Evidentemente esasperato dai propri continui insuccessi, dalla propria incapacità ad arginare l'irruenza e la prepotenza proprie di quella figura, di quella straniera giunta all'interno dei propri domini, della propria tana senza invito alcuno e al solo scopo di condurre un'arbitraria guerra contro un nemico sconosciuto e neppur immaginato prima di allora, l'uomo serpente cedette, alfine, al proprio istinto, precipitandosi contro di lei e ricercando, con le proprie zanne grondanti veleno le sue forme, la soda morbidezza di quelle curve nelle quali sarebbe volentieri affondato al solo scopo di decretare, finalmente, la conclusione di quell'assurda giostra, di quella battaglia non ricercata né bramata. Suo malgrado, così facendo, il mostro seguì esattamente i desideri della propria avversaria, portandosi nell'esatta posizione da lei attesa, da lei ricercata con l'insistenza di quegli ultimi attacchi, sciaguratamente prestandosi al suo giuoco e, così facendo, concedendole l'occasione per attuare il proprio piano, la tattica da lei tanto rapidamente elaborata.

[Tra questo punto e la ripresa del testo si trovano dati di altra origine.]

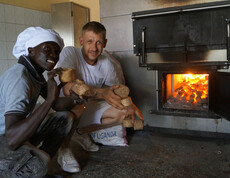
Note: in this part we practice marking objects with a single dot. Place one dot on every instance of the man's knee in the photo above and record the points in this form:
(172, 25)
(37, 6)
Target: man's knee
(65, 121)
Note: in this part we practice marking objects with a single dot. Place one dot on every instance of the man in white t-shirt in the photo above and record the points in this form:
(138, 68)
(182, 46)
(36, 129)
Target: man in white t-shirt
(97, 71)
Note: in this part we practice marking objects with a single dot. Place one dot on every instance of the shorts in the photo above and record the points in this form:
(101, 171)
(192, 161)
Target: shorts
(93, 112)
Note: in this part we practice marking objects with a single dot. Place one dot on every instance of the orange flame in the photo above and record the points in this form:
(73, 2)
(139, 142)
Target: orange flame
(192, 87)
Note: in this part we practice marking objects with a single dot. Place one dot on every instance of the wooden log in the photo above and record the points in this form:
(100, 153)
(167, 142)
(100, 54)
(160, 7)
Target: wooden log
(67, 75)
(126, 101)
(122, 91)
(138, 125)
(127, 122)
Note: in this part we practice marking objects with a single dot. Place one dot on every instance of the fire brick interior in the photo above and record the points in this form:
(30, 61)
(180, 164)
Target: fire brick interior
(153, 154)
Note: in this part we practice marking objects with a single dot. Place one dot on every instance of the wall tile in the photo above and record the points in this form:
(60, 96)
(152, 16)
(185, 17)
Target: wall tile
(11, 32)
(12, 62)
(9, 14)
(46, 20)
(2, 13)
(2, 32)
(3, 50)
(19, 29)
(3, 66)
(19, 15)
(37, 18)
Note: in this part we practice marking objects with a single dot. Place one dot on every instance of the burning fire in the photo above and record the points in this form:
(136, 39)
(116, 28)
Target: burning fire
(191, 88)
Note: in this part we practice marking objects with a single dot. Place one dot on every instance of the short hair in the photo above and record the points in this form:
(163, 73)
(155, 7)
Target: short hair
(94, 26)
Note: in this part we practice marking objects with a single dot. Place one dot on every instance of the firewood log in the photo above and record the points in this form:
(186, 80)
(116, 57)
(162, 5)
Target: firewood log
(67, 75)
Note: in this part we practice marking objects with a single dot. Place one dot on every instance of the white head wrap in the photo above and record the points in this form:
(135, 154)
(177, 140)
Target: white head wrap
(32, 37)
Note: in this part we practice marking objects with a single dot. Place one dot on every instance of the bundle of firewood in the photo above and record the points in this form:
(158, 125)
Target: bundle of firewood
(123, 92)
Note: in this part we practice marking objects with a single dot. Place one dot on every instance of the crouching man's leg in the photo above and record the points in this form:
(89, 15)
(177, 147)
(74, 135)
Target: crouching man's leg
(27, 161)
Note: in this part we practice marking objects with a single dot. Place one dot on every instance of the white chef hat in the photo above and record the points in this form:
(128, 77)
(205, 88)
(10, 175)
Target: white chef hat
(32, 37)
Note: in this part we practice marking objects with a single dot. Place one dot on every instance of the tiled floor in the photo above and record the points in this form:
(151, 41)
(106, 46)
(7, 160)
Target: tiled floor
(151, 154)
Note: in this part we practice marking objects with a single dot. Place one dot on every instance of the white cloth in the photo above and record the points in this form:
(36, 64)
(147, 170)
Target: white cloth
(34, 36)
(103, 73)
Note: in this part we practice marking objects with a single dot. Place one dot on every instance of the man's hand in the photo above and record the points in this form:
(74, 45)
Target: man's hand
(133, 111)
(52, 88)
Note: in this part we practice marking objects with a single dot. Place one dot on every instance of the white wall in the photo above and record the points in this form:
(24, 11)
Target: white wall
(13, 20)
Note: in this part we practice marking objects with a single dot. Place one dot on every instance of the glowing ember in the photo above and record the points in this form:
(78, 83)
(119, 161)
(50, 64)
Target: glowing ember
(192, 87)
(187, 91)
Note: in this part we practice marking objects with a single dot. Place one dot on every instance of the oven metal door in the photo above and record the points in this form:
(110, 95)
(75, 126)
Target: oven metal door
(220, 94)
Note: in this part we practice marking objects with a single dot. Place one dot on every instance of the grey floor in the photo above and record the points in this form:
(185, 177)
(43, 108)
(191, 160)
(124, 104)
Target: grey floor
(152, 154)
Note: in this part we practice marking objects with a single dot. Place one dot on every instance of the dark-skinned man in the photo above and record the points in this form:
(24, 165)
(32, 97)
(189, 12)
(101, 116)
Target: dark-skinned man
(30, 137)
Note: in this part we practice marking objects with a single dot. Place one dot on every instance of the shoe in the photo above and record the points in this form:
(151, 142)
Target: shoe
(67, 161)
(85, 141)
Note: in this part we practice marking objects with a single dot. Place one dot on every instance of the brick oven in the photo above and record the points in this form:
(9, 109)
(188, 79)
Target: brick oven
(188, 46)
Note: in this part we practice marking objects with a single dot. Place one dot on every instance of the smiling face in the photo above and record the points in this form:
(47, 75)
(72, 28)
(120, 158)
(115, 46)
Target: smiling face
(92, 46)
(45, 56)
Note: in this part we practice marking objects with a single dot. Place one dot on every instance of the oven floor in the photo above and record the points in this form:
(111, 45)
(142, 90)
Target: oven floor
(153, 154)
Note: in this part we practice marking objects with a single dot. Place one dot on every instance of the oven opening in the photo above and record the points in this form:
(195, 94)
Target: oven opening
(185, 92)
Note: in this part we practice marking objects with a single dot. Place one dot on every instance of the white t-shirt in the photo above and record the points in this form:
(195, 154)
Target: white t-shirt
(103, 73)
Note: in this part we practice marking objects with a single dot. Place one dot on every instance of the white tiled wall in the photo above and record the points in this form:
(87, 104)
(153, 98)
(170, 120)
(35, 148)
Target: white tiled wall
(13, 20)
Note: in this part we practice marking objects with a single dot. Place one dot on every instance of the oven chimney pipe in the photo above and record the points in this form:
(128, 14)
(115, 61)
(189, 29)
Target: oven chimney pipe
(228, 39)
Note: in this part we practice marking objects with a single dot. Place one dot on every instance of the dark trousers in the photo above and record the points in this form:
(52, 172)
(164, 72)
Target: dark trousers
(28, 161)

Paga per tale reazione, per la risposta tanto attesa, sebbene effettivamente del tutto priva di reali certezze sulla possibilità per tale idea di essere condotta a compimento, la Figlia di Marr'Mahew trasformò senza esitazione alcuna il pensiero in azione e, con agilità, con maestria incommensurabile, non si limitò, banalmente, a evitare l'offensiva del proprio nemico, quanto più, addirittura, a rispondere alla stessa, balzando nella direzione di quelle fauci spalancate in sua condanna e, con agilità, oltrepassandole in un'amplia capriola, un gesto estremamente pericoloso e pur utile a condurla oltre il capo serpentino del suo avversario. Lì sopraggiunta, ancor prima che l'altro potesse effettivamente maturare una consapevolezza di tale sviluppo e, in ciò, tentare di privarsi di quell'incomoda presenza, ella chiuse le proprie gambe, le proprie coscie, attorno al torso del mostro, incrociando i piedi innanzi al suo addome per potersi saldamente lì ancorare, nel mentre in cui, con un movimento deciso della propria mancina, guidò la propria cintola in un'ampia rotazione attorno al collo del medesimo, allo scopo di ottenere, su quel delicato punto, un'occasione di controllo assoluto e letale.